La via della terra comincia con l’aratura, poiché rivoltare le zolle rende più fertili gli strati superiori del terreno.
Nell’epoca precedente al trattore, il peso del lavoro ricade sui buoi e sugli uomini: nel calore dell’estate i primi tirano e i secondi guidano l’aratro.
Il lavoro è faticoso: mentre le vibrazioni del manubrio mettono alla prova le braccia dei contadini, il caldo sfianca gli animali: per ridurre l’impatto del sole, molte famiglie arano all’alba, al tramonto o alla luce delle torce.
Negli orti e lungo i fossi, troppo piccoli per l’impiego degli aratri, i contadini completano questa operazione con le vanghe. Una volta rivoltate, le zolle devono essere sminuzzate con l’erpice o con la zappa.

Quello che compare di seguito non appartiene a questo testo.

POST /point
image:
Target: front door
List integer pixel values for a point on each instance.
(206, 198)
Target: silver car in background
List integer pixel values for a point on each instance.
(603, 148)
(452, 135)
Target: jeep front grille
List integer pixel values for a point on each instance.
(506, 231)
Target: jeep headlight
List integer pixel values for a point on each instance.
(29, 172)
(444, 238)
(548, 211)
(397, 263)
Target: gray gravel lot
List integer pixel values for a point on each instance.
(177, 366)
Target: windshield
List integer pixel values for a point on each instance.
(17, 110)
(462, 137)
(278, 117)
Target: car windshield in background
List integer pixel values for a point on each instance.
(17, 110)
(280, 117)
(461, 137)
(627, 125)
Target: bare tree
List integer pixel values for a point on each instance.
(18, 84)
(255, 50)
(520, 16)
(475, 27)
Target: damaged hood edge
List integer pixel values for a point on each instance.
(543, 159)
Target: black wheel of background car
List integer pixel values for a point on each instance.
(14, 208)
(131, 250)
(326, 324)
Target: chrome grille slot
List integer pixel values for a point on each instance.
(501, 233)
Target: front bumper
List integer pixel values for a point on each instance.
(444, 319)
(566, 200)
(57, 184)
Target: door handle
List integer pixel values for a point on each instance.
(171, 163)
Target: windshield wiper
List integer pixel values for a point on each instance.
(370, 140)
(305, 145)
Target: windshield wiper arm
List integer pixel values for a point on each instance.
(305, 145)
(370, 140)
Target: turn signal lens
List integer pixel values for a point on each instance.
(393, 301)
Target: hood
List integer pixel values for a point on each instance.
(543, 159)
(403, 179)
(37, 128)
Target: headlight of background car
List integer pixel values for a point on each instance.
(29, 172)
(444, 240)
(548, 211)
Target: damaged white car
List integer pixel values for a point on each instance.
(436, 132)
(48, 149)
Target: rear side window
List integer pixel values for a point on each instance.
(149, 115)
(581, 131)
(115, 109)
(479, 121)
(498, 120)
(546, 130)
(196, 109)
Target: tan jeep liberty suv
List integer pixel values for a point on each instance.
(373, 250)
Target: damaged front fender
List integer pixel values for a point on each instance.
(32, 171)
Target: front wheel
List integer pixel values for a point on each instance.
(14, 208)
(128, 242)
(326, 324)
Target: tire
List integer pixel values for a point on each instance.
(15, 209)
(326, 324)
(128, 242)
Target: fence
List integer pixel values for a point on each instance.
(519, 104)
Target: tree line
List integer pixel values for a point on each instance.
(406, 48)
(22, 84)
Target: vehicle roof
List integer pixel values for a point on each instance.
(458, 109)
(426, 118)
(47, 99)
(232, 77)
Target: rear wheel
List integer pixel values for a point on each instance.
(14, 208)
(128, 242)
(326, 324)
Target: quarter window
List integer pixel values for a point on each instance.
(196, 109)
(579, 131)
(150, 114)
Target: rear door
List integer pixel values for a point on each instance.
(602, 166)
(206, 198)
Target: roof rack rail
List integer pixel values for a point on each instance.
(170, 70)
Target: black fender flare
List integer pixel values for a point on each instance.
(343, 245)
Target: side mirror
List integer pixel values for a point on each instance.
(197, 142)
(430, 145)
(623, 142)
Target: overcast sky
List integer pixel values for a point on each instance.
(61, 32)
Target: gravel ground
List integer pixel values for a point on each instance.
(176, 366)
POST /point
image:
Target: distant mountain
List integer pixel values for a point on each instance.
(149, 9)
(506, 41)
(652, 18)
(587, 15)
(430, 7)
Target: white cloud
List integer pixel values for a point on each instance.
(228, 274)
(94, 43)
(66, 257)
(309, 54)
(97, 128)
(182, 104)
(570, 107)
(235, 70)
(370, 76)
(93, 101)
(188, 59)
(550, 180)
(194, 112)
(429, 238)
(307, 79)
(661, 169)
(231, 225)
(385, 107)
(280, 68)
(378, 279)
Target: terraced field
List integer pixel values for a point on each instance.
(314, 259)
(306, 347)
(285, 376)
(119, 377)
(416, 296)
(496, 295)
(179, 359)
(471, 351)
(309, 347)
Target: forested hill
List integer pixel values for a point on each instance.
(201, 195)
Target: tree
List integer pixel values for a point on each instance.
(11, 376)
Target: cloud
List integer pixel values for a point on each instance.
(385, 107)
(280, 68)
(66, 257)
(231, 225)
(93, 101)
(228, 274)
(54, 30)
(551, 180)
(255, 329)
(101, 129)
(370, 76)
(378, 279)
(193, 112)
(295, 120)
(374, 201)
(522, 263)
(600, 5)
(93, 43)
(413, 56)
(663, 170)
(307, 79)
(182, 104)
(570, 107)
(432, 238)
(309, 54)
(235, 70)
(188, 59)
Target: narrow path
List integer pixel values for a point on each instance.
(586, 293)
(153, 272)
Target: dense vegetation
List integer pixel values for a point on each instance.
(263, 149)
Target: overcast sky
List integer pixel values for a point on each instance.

Poi arriva il tempo della semina: molti procedono “a mano”, mentre chi investe nei macchinari usa la seminatrice. Per ottenere un buon risultato, servono le energie di tante persone.
Nella prima metà del Novecento emiliano, i bambini e i giovani aiutano gli adulti nei campi: le ragazze e i ragazzi prendono la zappa per frantumare le zolle dei frutteti e dei vigneti o per preparare l’orto ad accogliere le sementi.
Dopo il lungo inverno, le messi maturano e arriva il tempo della mietitura. Nel caldo dell’estate i braccianti impugnano le falci e tagliano gli steli a pochi centimetri dal suolo. Intanto le ragazze e i giovani radunano le spighe tagliate in fasci e covoni, poi le lasciano a essiccare sotto il sole fino alla trebbiatura, un’operazione che cambia volto a cavallo fra gli anni Trenta e Quaranta.
I coloni e i mezzadri non battono più le spighe nell’aia, impugnando attrezzi pesanti sotto il sole di luglio.
La fatica del movimento si abbatte sulla cinghia della macchina trebbiatrice, quasi sempre alimentata da un motore. Al termine della battitura, i contadini raccolgono i chicchi di frumento in grandi sacchi e li portano ai mulini.
Lì, dalla macinatura, si ricava la farina, elemento di base del pane e di tanti altri cibi. Nel ciclo produttivo delle campagne, anche i prodotti di scarto assumono un ruolo decisivo.
Al termine della mietitura, gli steli delle spighe diventano paglia, impiegata sia nelle stalle come lettiera, sia per realizzare materassi e sedie.
Dopo la falciatura del maggese, anche il fieno viene raccolto e imballato per riempire le mangiatoie in tutti i mesi dell’anno.